Mothers and fathers often approach discipline differently – not better or worse, just differently. If used wisely, this difference is good for kids. Moms and dads should complement each other’s discipline, not compete to be “right.” It’s a question of balance.
When toddlers begin to explore their environment, mothers tend to be protectors and fathers tend to be encouragers. Dad offers a challenging “climb higher.” Mom adds a protecting “be careful.” When your toddler wakes up at night (for the third time), dad suggests letting her fuss for a while to try to resettle herself, while mother goes to comfort her. Dads encourage independence; moms ease fears. (In some families, these roles may be reversed.) Tracey and Tom are aware of these differences and work hard to make them an asset to their family. They realize that they need each other’s balance, as does their child. Their three-year-old, Nathan, is an adventurous child whose desires to accomplish a feat exceed his capabilities. He is always getting stuck in precarious situations and fussing for help. Tracey and Tom found themselves disagreeing on when to help Nathan and when to let him work it out himself. Finally, they agreed that when Nathan was stuck they would ask him, “Do you need me?”

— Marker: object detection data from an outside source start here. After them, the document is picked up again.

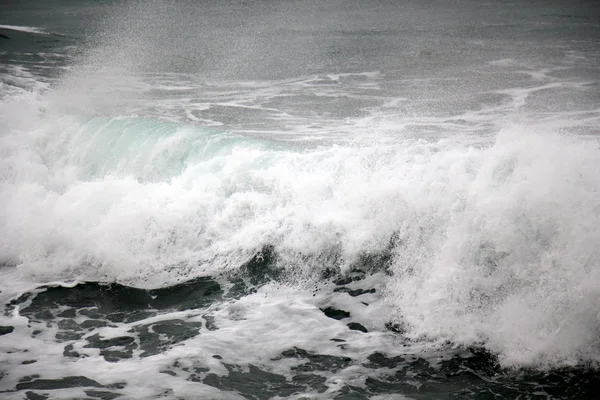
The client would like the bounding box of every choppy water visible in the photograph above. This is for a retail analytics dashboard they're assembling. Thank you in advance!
[0,0,600,399]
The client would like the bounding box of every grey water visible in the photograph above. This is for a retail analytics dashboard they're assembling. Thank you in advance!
[0,0,600,399]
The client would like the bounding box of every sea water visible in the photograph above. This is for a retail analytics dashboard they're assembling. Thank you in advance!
[0,0,600,399]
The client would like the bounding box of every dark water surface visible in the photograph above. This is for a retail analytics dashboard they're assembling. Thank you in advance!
[0,0,600,400]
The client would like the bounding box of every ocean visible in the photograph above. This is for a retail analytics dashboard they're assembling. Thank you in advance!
[0,0,600,400]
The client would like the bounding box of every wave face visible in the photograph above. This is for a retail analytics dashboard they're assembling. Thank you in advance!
[0,1,600,398]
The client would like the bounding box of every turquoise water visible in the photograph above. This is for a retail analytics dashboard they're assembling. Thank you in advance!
[0,0,600,399]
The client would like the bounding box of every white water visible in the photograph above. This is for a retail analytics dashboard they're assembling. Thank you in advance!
[0,0,600,374]
[0,80,600,365]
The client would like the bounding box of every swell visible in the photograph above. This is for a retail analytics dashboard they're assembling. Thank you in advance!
[0,88,600,365]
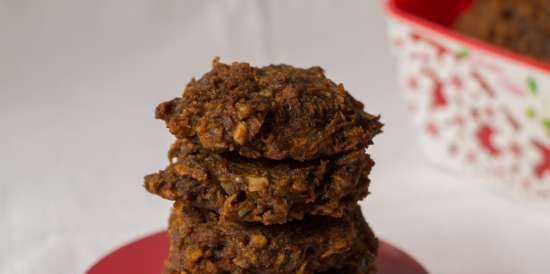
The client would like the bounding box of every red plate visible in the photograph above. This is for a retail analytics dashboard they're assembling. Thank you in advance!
[86,231,427,274]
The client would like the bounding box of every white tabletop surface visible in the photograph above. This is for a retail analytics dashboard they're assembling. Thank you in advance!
[0,0,550,274]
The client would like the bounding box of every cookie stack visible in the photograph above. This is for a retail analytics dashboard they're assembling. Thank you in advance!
[145,59,382,274]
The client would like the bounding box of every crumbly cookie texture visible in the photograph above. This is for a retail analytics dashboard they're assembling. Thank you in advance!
[156,59,382,161]
[145,140,374,225]
[455,0,550,63]
[165,203,377,274]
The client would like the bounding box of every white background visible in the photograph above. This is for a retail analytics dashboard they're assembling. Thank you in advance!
[0,0,550,274]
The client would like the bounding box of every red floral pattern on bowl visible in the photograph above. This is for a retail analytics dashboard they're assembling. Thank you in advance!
[387,0,550,201]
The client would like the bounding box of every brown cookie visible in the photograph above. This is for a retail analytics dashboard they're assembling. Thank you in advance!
[156,59,382,161]
[165,203,377,274]
[455,0,550,62]
[145,140,374,225]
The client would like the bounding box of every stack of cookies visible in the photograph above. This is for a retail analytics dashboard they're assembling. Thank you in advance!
[145,59,382,274]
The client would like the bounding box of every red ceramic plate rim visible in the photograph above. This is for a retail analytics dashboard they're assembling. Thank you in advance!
[86,231,428,274]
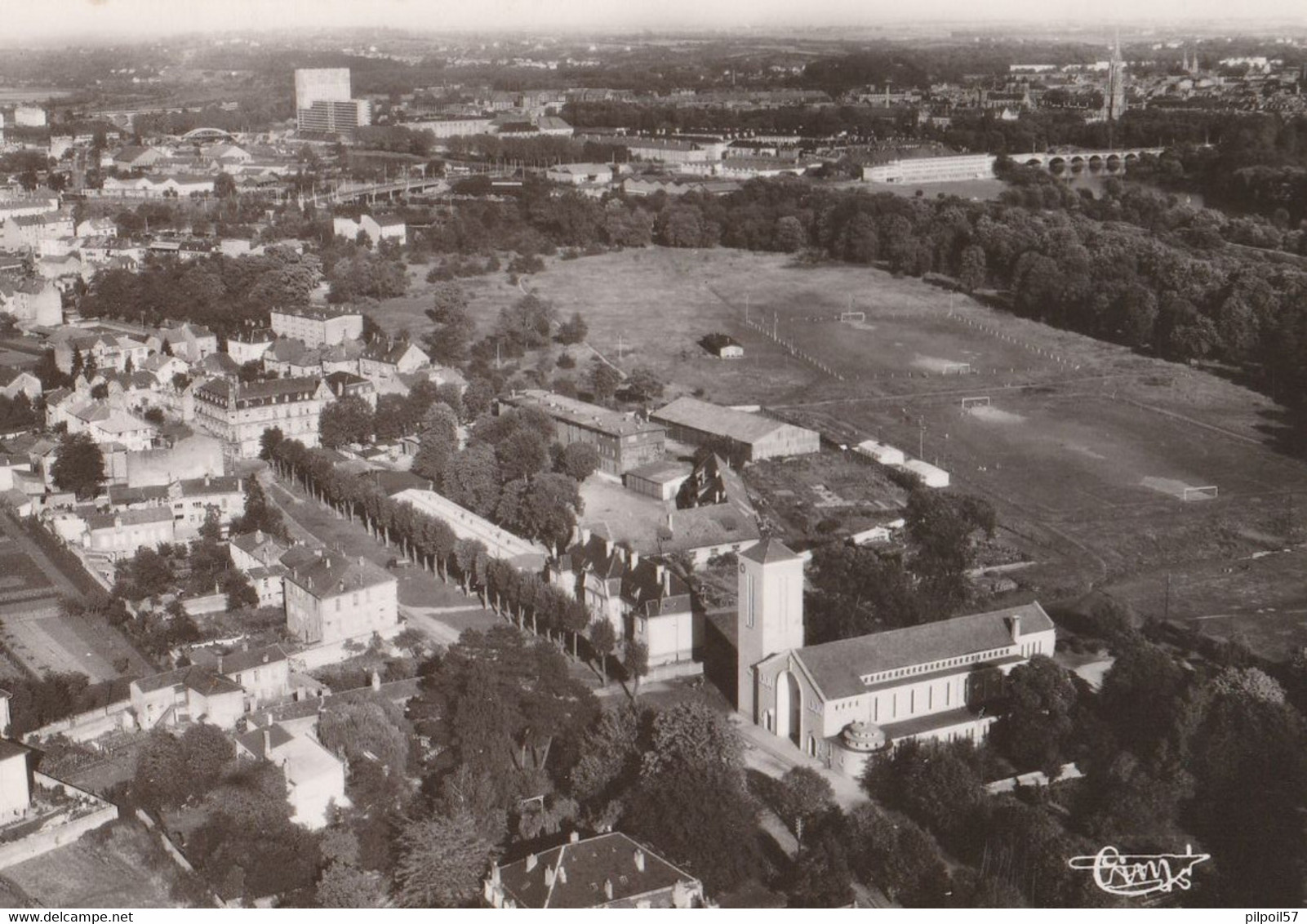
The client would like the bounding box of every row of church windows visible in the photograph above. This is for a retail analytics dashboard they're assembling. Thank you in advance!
[861,646,1008,683]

Mothers delve into their children’s feelings, trying to understand their children’s viewpoint. When a child has a problem, moms are geared toward understanding the process that led to the problem; dads want to rush in and fix it. Mothers tend to ramble and repeat; fathers are more concerned with results, use fewer words in discipline requests, and are quicker to pull rank when psychology isn’t working. I witnessed the following example: Kyle was riding his bike without a helmet. Mother sat down next to him and launched into a long explanation of why it was unsafe not to wear a helmet. Father, seeing that this dialogue was getting nowhere, walked up to Kyle and respectfully, yet authoritatively, said, “Kyle, you know the helmet law. You didn’t wear your helmet. Now put away your bike for a week.”